At first nothing would have predicted his future as a photographer, however, being given a basic photography textbook by his friend completely changed his destiny. He began taking his first photographs and when he served as a medic in Vietnam his aunt nurtured his interest by sending him a subscription to the Artforum magazine while he was out there. Ever since then and to this day, he has not been able to stop taking photographs.

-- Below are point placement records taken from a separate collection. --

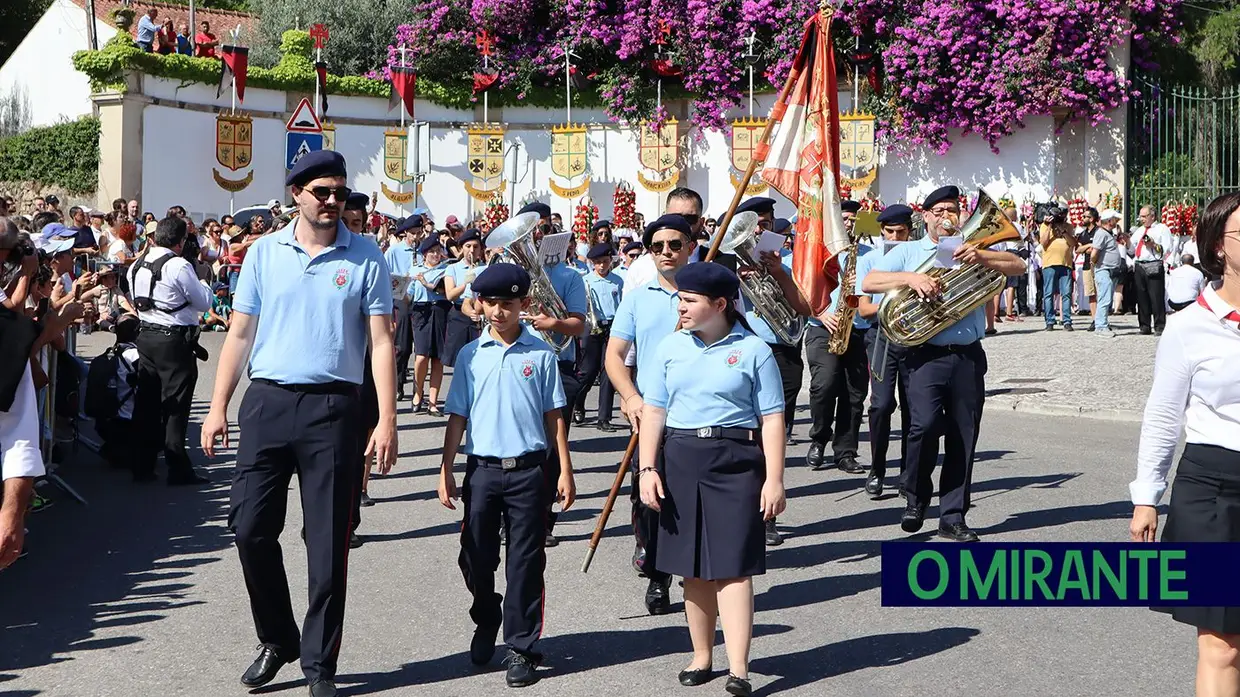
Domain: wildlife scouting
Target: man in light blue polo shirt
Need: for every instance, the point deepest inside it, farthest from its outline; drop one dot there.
(309, 299)
(946, 373)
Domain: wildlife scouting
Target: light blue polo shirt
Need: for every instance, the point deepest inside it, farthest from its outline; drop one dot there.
(908, 258)
(571, 288)
(730, 383)
(605, 294)
(645, 316)
(504, 392)
(315, 325)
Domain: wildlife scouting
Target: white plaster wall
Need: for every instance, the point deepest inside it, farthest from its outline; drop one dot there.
(42, 65)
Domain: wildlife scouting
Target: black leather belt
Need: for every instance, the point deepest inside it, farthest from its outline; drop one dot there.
(716, 433)
(526, 461)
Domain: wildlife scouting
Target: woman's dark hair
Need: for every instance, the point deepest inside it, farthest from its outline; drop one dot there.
(1209, 232)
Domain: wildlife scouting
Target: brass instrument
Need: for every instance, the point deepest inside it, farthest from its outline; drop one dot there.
(513, 243)
(912, 320)
(761, 290)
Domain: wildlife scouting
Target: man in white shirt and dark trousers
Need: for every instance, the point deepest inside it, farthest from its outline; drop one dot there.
(169, 299)
(1151, 243)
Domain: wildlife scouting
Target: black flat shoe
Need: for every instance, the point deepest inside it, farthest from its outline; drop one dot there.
(738, 686)
(696, 677)
(264, 667)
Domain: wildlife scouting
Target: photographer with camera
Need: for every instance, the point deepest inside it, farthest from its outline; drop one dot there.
(169, 299)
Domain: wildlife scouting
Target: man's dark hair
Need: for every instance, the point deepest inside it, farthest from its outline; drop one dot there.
(170, 232)
(685, 194)
(1209, 232)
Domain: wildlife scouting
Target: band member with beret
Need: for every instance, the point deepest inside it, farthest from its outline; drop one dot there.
(309, 299)
(714, 404)
(946, 373)
(507, 398)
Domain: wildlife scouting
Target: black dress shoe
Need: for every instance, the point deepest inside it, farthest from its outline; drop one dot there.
(914, 515)
(696, 677)
(738, 686)
(956, 532)
(657, 598)
(323, 688)
(481, 649)
(521, 670)
(264, 667)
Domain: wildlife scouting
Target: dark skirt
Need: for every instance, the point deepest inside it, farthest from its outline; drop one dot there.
(429, 325)
(460, 331)
(709, 526)
(1205, 507)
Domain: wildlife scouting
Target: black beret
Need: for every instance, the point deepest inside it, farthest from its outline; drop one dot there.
(897, 213)
(543, 210)
(502, 280)
(667, 221)
(409, 223)
(314, 165)
(941, 194)
(713, 280)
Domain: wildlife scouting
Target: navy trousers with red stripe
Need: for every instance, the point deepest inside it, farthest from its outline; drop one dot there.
(522, 497)
(315, 435)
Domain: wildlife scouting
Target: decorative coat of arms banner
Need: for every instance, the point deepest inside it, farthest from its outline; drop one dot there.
(234, 149)
(569, 159)
(485, 161)
(858, 158)
(744, 135)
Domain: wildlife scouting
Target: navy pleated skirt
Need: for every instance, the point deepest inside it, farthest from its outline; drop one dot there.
(709, 525)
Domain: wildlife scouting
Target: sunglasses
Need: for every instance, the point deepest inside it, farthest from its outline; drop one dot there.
(673, 244)
(324, 192)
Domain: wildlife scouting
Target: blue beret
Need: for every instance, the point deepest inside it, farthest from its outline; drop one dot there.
(543, 210)
(758, 205)
(898, 213)
(314, 165)
(941, 194)
(714, 280)
(667, 221)
(502, 280)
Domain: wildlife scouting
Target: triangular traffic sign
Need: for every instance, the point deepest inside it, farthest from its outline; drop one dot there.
(304, 119)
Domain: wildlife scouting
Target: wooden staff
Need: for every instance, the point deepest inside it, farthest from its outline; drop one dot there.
(759, 159)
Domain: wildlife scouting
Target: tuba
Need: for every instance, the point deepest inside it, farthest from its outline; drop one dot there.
(515, 244)
(760, 288)
(912, 320)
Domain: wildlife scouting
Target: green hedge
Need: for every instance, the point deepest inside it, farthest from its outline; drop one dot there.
(65, 155)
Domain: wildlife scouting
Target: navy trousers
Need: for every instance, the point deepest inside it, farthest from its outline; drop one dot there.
(949, 381)
(313, 432)
(520, 496)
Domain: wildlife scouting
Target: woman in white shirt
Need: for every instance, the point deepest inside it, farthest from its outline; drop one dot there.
(1197, 390)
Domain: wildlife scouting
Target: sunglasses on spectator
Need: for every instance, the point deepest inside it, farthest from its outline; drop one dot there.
(673, 244)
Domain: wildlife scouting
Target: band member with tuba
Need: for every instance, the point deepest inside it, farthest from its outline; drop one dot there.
(946, 373)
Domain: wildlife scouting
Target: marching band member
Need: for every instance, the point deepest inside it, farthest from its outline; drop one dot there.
(646, 315)
(1194, 392)
(604, 295)
(895, 222)
(945, 375)
(716, 392)
(509, 398)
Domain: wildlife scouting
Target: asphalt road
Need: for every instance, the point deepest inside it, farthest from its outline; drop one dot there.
(140, 592)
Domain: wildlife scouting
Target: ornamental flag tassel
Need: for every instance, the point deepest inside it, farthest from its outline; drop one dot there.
(804, 163)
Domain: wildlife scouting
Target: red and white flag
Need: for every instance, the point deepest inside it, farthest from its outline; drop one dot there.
(802, 163)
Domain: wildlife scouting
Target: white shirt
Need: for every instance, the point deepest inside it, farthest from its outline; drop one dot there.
(1142, 248)
(1195, 390)
(1184, 283)
(179, 283)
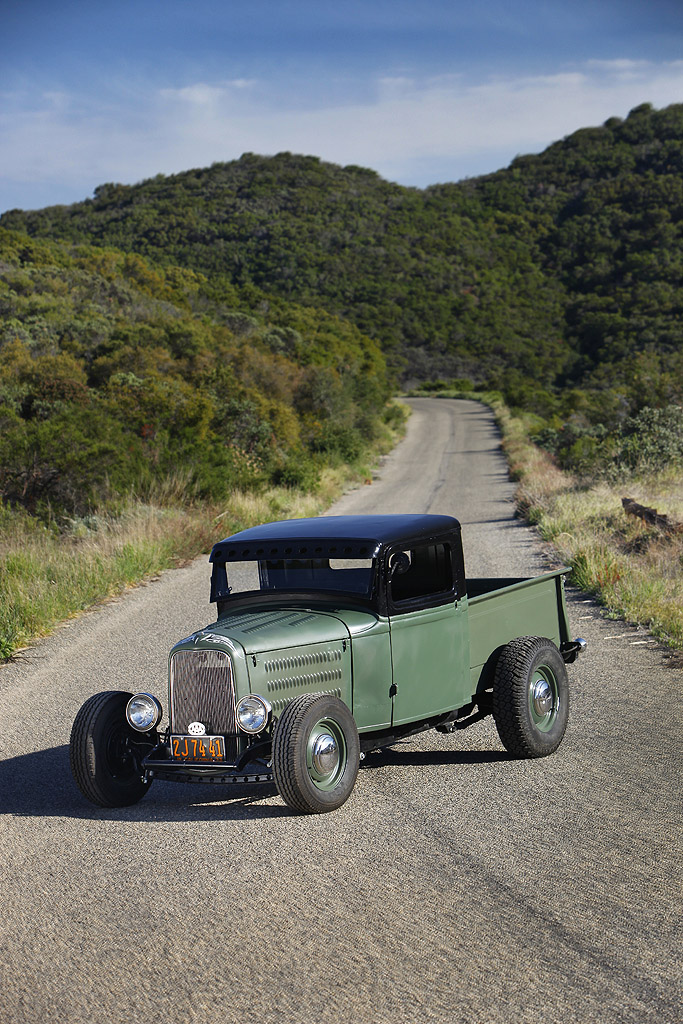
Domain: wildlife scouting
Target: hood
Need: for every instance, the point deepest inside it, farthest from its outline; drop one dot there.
(261, 631)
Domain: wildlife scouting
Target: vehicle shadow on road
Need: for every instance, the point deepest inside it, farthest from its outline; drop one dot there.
(424, 759)
(40, 784)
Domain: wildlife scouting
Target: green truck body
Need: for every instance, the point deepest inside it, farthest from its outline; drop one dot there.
(351, 634)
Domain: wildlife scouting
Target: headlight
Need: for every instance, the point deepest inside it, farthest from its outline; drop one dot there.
(143, 712)
(253, 714)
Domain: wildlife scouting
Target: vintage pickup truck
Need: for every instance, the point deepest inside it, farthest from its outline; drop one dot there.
(336, 636)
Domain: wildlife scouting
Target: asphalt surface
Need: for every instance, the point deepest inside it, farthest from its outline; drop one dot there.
(456, 885)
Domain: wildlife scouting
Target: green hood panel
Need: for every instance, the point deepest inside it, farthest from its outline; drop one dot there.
(266, 630)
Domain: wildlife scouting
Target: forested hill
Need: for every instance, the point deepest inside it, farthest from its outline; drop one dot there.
(565, 268)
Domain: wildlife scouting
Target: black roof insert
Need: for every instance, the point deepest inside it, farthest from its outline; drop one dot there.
(331, 537)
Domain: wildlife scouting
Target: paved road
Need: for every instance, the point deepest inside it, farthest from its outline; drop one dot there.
(455, 886)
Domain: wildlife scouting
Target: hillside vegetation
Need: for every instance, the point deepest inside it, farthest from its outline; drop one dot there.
(562, 273)
(116, 374)
(227, 338)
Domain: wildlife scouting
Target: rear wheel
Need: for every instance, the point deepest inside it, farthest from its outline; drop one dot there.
(104, 752)
(315, 754)
(530, 697)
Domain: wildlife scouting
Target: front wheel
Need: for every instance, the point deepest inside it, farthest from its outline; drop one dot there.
(315, 754)
(104, 752)
(530, 697)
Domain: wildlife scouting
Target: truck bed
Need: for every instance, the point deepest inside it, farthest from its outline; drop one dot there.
(501, 609)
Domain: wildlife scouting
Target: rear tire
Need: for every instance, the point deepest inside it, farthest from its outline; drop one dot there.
(103, 752)
(315, 754)
(530, 697)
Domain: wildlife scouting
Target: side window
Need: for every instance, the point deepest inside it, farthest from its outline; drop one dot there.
(422, 571)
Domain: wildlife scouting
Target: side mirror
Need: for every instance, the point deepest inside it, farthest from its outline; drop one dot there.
(398, 564)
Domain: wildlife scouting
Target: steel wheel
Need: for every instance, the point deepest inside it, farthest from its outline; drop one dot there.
(530, 697)
(315, 753)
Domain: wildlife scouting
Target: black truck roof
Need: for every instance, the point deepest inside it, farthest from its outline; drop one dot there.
(335, 536)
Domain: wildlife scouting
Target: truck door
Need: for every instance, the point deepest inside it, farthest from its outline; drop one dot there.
(429, 635)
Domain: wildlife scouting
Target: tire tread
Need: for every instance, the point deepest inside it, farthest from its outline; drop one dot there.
(510, 697)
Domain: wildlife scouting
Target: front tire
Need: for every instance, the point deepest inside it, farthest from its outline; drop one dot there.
(315, 754)
(530, 697)
(104, 752)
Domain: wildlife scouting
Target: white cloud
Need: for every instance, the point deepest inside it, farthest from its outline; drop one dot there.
(411, 130)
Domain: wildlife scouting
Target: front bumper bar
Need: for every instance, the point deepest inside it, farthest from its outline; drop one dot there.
(175, 771)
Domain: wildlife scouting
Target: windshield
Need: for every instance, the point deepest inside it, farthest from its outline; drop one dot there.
(347, 576)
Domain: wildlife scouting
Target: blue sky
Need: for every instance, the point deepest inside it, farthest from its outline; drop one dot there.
(421, 91)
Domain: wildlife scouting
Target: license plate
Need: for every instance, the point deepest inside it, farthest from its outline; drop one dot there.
(198, 749)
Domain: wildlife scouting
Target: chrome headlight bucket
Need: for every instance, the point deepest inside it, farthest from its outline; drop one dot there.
(253, 714)
(143, 712)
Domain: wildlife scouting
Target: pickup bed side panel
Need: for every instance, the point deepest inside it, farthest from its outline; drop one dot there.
(526, 607)
(430, 657)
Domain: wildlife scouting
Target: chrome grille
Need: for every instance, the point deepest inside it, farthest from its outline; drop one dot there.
(203, 690)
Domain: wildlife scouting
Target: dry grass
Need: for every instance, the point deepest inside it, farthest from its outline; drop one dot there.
(634, 569)
(47, 576)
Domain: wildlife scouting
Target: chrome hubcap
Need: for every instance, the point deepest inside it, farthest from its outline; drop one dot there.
(325, 754)
(542, 696)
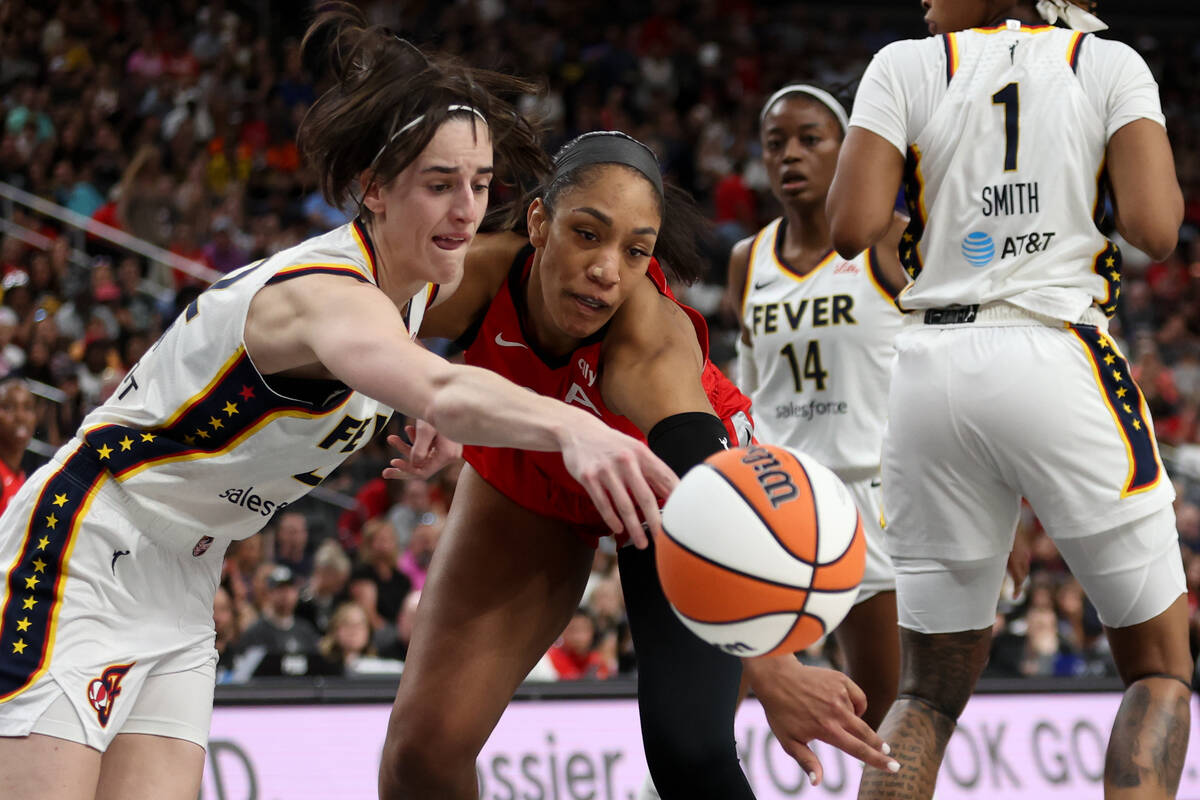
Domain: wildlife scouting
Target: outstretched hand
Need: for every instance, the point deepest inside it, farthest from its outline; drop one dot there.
(429, 452)
(622, 476)
(805, 703)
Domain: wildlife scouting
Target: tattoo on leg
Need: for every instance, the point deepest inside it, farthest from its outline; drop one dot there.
(939, 672)
(918, 735)
(1170, 745)
(1150, 739)
(1120, 770)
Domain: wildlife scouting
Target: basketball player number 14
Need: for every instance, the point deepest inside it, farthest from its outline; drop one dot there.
(1011, 100)
(811, 370)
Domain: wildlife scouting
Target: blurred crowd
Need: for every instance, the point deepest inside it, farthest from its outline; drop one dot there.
(175, 122)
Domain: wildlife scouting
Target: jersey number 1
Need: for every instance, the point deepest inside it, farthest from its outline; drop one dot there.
(1009, 97)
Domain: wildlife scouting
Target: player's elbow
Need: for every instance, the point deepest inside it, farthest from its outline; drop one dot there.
(850, 236)
(852, 227)
(1156, 236)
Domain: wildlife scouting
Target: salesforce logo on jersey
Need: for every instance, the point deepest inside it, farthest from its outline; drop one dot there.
(251, 501)
(978, 248)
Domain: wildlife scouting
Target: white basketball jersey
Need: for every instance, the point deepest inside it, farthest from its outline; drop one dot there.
(1005, 133)
(197, 443)
(820, 354)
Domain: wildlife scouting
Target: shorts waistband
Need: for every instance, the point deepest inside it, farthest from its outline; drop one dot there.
(999, 314)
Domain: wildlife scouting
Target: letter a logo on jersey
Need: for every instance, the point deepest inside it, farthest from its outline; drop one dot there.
(576, 395)
(103, 691)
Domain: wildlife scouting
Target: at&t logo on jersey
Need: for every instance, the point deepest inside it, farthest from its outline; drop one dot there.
(978, 248)
(103, 691)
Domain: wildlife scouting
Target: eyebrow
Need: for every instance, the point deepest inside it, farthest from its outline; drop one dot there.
(805, 126)
(454, 170)
(605, 218)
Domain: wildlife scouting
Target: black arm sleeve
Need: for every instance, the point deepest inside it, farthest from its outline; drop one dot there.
(683, 440)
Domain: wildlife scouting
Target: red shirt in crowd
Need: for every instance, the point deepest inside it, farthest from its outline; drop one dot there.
(574, 666)
(10, 482)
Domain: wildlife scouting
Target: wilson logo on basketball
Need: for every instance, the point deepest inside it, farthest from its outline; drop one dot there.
(103, 691)
(773, 479)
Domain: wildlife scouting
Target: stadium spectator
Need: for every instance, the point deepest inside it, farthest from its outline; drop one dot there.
(414, 561)
(575, 655)
(378, 573)
(327, 589)
(292, 543)
(16, 432)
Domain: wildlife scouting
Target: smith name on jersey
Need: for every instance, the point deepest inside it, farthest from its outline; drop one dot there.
(1001, 151)
(196, 441)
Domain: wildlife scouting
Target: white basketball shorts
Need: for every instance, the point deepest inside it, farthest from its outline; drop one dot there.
(90, 606)
(879, 575)
(982, 415)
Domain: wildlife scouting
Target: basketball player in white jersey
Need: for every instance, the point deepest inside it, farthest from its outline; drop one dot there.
(1008, 132)
(112, 552)
(815, 353)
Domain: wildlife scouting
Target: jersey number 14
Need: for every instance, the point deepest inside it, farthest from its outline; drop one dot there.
(811, 368)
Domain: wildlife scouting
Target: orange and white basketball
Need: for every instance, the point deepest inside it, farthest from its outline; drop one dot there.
(763, 551)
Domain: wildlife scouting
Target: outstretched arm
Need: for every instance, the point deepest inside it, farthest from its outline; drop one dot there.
(355, 332)
(653, 368)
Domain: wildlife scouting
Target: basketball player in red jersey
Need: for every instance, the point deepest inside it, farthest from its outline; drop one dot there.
(17, 421)
(577, 308)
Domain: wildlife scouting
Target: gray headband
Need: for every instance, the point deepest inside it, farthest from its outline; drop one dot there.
(819, 95)
(609, 148)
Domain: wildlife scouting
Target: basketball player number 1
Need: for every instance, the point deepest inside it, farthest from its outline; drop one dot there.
(1011, 98)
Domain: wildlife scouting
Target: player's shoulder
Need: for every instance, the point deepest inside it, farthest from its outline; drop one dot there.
(648, 322)
(741, 251)
(1107, 50)
(337, 251)
(912, 49)
(491, 257)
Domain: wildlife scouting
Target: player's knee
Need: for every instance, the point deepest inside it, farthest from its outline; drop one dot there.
(677, 757)
(420, 762)
(940, 671)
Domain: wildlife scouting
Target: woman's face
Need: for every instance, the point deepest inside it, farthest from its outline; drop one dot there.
(353, 632)
(18, 415)
(949, 16)
(592, 253)
(801, 142)
(426, 217)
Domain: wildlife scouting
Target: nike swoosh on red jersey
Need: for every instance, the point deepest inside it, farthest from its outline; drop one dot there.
(504, 342)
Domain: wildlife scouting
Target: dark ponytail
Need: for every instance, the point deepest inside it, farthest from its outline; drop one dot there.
(379, 83)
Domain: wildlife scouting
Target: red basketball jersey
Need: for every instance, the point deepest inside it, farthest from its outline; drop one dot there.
(539, 481)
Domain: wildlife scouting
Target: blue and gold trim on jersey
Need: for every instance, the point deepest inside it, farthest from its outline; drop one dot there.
(231, 409)
(915, 198)
(1003, 26)
(759, 240)
(784, 266)
(1127, 405)
(300, 270)
(37, 578)
(952, 55)
(1107, 263)
(363, 239)
(874, 271)
(1073, 49)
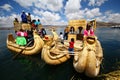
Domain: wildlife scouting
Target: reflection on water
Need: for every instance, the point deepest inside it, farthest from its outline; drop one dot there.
(33, 68)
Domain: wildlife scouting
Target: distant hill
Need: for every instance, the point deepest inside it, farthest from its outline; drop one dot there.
(99, 24)
(104, 24)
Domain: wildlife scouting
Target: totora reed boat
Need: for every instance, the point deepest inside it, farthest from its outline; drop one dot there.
(51, 52)
(34, 49)
(89, 59)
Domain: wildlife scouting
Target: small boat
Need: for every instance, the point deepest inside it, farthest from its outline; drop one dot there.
(89, 59)
(51, 52)
(30, 50)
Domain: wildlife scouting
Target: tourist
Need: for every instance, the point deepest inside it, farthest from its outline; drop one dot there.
(24, 17)
(21, 38)
(72, 30)
(33, 24)
(61, 38)
(16, 24)
(37, 23)
(89, 31)
(66, 31)
(29, 18)
(71, 46)
(43, 32)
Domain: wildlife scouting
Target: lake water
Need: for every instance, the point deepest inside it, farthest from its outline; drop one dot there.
(33, 68)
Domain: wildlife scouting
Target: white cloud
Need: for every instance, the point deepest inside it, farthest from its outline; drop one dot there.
(72, 6)
(6, 7)
(114, 17)
(8, 20)
(96, 2)
(92, 13)
(51, 5)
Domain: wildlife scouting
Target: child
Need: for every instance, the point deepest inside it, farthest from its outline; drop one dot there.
(61, 38)
(71, 45)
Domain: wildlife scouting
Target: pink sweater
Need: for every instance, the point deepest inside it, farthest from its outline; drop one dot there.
(89, 32)
(19, 33)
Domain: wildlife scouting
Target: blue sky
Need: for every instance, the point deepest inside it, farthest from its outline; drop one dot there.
(59, 11)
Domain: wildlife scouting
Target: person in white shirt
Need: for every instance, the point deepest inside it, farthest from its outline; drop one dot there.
(61, 38)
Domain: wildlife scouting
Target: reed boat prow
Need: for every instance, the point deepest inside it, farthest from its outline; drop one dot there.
(35, 49)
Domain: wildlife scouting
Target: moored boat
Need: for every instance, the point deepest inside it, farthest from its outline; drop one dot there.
(89, 59)
(51, 52)
(29, 50)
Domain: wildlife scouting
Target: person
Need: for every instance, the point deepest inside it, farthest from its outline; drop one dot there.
(16, 24)
(72, 30)
(43, 32)
(24, 17)
(21, 40)
(66, 31)
(37, 23)
(33, 24)
(71, 46)
(88, 32)
(29, 18)
(61, 38)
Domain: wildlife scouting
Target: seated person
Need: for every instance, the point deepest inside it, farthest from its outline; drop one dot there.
(88, 32)
(71, 46)
(61, 38)
(21, 40)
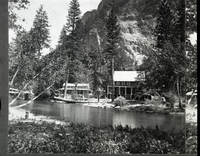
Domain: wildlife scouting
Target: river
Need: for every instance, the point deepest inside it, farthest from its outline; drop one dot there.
(96, 116)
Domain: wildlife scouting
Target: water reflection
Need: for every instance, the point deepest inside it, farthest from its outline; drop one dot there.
(98, 116)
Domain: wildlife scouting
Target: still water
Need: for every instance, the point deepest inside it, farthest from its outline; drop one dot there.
(95, 116)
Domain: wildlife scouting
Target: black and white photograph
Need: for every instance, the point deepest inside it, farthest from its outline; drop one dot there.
(101, 77)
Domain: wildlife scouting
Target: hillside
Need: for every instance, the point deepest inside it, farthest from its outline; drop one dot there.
(137, 19)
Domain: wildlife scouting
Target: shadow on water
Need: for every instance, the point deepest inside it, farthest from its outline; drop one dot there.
(96, 116)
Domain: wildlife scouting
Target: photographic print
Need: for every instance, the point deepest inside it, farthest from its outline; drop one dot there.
(102, 77)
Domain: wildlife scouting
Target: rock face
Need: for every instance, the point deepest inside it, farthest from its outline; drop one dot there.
(137, 19)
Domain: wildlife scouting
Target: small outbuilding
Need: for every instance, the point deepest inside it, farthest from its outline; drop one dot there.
(127, 84)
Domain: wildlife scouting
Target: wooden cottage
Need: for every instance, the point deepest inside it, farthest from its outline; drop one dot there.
(127, 84)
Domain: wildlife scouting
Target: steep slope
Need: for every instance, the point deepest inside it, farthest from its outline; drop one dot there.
(136, 19)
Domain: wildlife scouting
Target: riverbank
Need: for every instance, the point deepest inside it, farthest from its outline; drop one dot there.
(52, 138)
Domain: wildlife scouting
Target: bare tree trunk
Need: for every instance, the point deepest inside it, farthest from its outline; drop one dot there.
(113, 83)
(14, 76)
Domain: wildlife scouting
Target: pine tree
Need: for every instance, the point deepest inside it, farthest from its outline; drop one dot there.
(113, 32)
(163, 30)
(40, 32)
(73, 19)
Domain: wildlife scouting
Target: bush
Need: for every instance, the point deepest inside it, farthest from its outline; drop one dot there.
(50, 138)
(170, 97)
(120, 101)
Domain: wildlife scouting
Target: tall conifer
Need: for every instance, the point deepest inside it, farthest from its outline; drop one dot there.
(113, 32)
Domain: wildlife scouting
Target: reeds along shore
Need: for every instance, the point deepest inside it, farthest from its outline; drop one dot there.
(39, 136)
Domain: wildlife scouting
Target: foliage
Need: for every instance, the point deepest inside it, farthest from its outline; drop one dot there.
(191, 138)
(51, 138)
(40, 32)
(12, 16)
(113, 32)
(170, 97)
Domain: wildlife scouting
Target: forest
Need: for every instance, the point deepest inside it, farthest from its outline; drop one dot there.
(152, 40)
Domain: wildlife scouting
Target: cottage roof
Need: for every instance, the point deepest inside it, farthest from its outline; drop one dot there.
(129, 76)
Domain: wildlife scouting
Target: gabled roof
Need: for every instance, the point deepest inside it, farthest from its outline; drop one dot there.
(129, 76)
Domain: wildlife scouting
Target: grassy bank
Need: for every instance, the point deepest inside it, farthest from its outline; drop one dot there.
(45, 137)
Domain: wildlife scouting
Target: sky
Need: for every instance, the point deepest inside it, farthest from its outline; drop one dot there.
(57, 11)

He knew that he wanted to be an artist before being recruited and when he returned home and began to pick up the pieces, as he described it, photography helped him build a new life for himself. It provided him with an outlet for his innate visual sensitivity and a way of existing in the world that was productive and made sense to him. In the first few years after getting back from the war, Anthony felt that as long as he could take photographs we would be able to survive.

Hernandez developed a particular photographic style adapted to the peculiarities of Los Angeles, his birthplace, and to the desolate beauty and increasing amounts of asphalt and cement spaces. The patterns had appealed to him before he even picked up his first camera. Since he was a young child he would look at the sunlight reflected on the pavement, on the texture of mud and the garbage piled up among the weeds in the alleyways. As an adult and a photographer, he has never sought out the conventionally beautiful, but rather the visual poetry of deprived inner city areas and the aesthetic potential of the abandoned and the discarded.

Throughout his career, Hernandez skillfully moved from black and white to color, from 35 mm to large-format cameras, from the human figure to landscapes and details verging on the abstract, thus giving rise to an unusually varied oeuvre revealing common features such as breathtaking formal beauty and a subtle engagement with contemporary social issues.